In a bizarre twist, the prosecutor on cross examination highlighted the defense attorney’s many failures to live up to the American Bar Association’s Guidelines for the Appointment and Performance of Defense Counsel in Death Penalty Cases – frequently upheld by the U.S. Supreme Court as the standard for evaluating counsel’s effectiveness. The prosecutor wanted the attorney to state whether he failed to meet those guidelines, or whether he was merely blaming his deceased co-counsel.
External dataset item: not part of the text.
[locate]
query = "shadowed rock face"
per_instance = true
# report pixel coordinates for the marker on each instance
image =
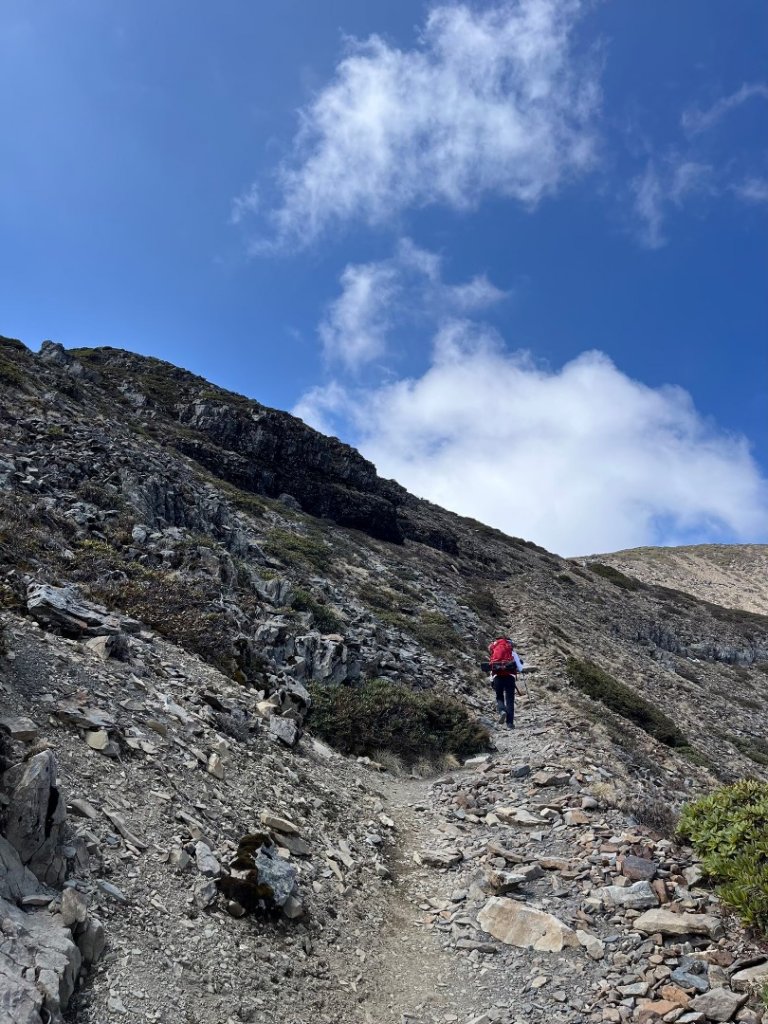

In somber tones, the attorney said that he bore his own responsibility to Manuel, and that he knew he had failed him. Asked by the judge what he would do differently if he had the chance, the attorney stated that it was clear to him that Manuel “is innocent.” He said he would hire Manuel’s habeas counsel, attorneys from the law firms Carrington Coleman and Rothgerber, Johnson, and Lyons, who would clearly obtain a different result.

As habeas counsel Greg Kanan stated in today’s summations, “There was a gross failure here by defense counsel and it must be remedied by a new trial.”

That is the just result we hope to see.

In a system that allows for defense lawyers who fall short of constitutionally minimal standards and leads to the execution of innocent people, the death penalty cannot rationally stand.